Elle aurait aimé publier ce livre « plus tard dans [sa] vie ». Aveu étrange, elle en convient, surtout quand on est déjà dans sa trentaine et qu’il s’agit d’une première fois. Mais voilà, Mariana Alves désirait que ce roman, porté depuis longtemps et dans lequel elle décrit la loge de concierge tenue par ses parents, immigrés portugais, au cœur du 16arrondissement de Paris, et l’enfance qu’elle y a vécue, mûrisse encore. Puis une « constellation de choses » a précipité l’écriture de La Classe et la fonction, confie-t-elle au « Monde des livres » par téléphone.

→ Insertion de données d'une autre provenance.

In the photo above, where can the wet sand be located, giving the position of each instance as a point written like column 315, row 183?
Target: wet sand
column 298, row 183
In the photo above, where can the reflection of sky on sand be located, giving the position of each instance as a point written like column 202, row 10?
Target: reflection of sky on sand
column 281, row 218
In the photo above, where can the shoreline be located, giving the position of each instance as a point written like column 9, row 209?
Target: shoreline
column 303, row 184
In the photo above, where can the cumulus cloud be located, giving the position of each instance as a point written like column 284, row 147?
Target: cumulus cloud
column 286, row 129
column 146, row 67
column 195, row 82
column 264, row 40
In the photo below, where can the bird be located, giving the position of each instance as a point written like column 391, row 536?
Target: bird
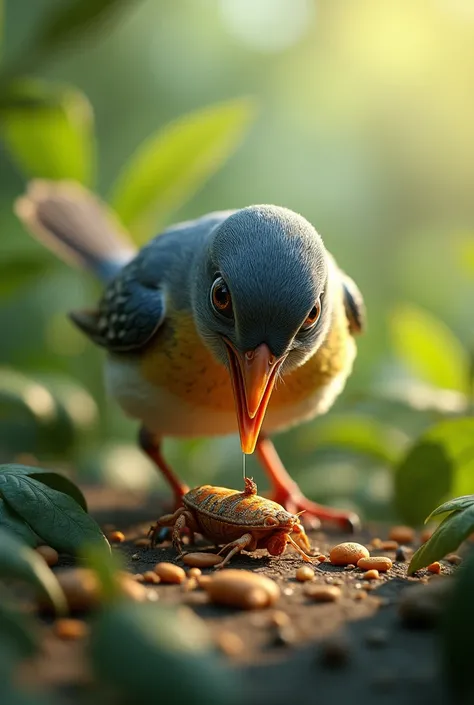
column 237, row 322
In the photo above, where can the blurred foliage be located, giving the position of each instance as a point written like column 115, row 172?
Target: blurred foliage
column 374, row 144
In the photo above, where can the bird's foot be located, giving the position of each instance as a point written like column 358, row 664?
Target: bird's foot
column 295, row 502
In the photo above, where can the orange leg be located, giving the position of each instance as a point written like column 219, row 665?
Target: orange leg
column 152, row 447
column 287, row 493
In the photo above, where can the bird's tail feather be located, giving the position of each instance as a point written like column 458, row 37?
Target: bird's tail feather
column 75, row 225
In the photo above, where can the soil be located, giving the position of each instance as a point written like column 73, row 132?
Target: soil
column 354, row 650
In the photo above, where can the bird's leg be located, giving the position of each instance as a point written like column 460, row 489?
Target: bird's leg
column 152, row 447
column 287, row 493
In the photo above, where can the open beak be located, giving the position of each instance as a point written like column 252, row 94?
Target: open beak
column 253, row 376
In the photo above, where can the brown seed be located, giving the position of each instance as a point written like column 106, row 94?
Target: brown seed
column 434, row 567
column 454, row 559
column 402, row 534
column 372, row 574
column 242, row 588
column 194, row 572
column 70, row 629
column 202, row 560
column 380, row 563
column 170, row 573
column 323, row 593
column 230, row 643
column 388, row 545
column 348, row 552
column 304, row 573
column 49, row 554
column 151, row 577
column 142, row 543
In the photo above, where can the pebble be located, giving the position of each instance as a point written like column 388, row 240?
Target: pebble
column 402, row 534
column 170, row 573
column 323, row 593
column 347, row 552
column 380, row 563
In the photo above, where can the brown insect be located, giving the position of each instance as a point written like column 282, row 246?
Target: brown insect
column 241, row 520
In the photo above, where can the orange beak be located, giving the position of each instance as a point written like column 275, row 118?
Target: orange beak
column 253, row 377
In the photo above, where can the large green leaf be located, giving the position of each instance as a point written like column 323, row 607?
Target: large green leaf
column 170, row 165
column 136, row 646
column 439, row 464
column 54, row 516
column 54, row 138
column 428, row 348
column 19, row 562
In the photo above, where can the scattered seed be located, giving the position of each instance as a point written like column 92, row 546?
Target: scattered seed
column 151, row 578
column 142, row 543
column 229, row 643
column 170, row 573
column 323, row 593
column 435, row 567
column 116, row 537
column 202, row 560
column 372, row 574
column 194, row 572
column 379, row 563
column 70, row 629
column 402, row 534
column 242, row 588
column 348, row 552
column 304, row 573
column 454, row 559
column 49, row 554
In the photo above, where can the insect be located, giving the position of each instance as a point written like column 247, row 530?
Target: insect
column 240, row 520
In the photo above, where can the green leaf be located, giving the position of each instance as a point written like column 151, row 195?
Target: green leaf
column 447, row 537
column 55, row 516
column 357, row 433
column 47, row 477
column 135, row 646
column 53, row 139
column 169, row 166
column 18, row 561
column 439, row 464
column 429, row 349
column 12, row 521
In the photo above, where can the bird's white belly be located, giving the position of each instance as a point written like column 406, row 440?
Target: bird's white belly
column 165, row 414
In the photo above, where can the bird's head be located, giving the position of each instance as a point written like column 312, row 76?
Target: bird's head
column 259, row 298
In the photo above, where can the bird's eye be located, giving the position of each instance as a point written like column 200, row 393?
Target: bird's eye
column 313, row 316
column 221, row 298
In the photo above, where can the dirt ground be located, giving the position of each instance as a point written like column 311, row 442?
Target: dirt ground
column 355, row 649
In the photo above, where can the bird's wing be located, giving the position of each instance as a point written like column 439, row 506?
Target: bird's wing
column 354, row 305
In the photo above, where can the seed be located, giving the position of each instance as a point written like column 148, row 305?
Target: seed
column 170, row 573
column 323, row 593
column 402, row 534
column 194, row 573
column 388, row 545
column 230, row 643
column 151, row 578
column 304, row 573
column 142, row 543
column 454, row 559
column 434, row 567
column 380, row 563
column 372, row 574
column 242, row 588
column 348, row 552
column 70, row 629
column 49, row 554
column 202, row 560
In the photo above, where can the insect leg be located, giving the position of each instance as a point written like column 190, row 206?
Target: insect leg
column 238, row 545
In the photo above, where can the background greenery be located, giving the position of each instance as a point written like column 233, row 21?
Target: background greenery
column 360, row 116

Cela a commencé par la lecture de plusieurs récits d’enfants de deuxième ou troisième génération d’immigrés, tel Tenir sa langue, de Polina Panassenko (L’Olivier, 2022). Puis par celle, sur le journal en ligne Mediapart, d’un article de Mickaël Correia évoquant la condition des femmes de ménage portugaises travaillant dans les familles bourgeoises du nord de la France. C’est un déclic. Elle se met à rassembler ses idées, « à vif ».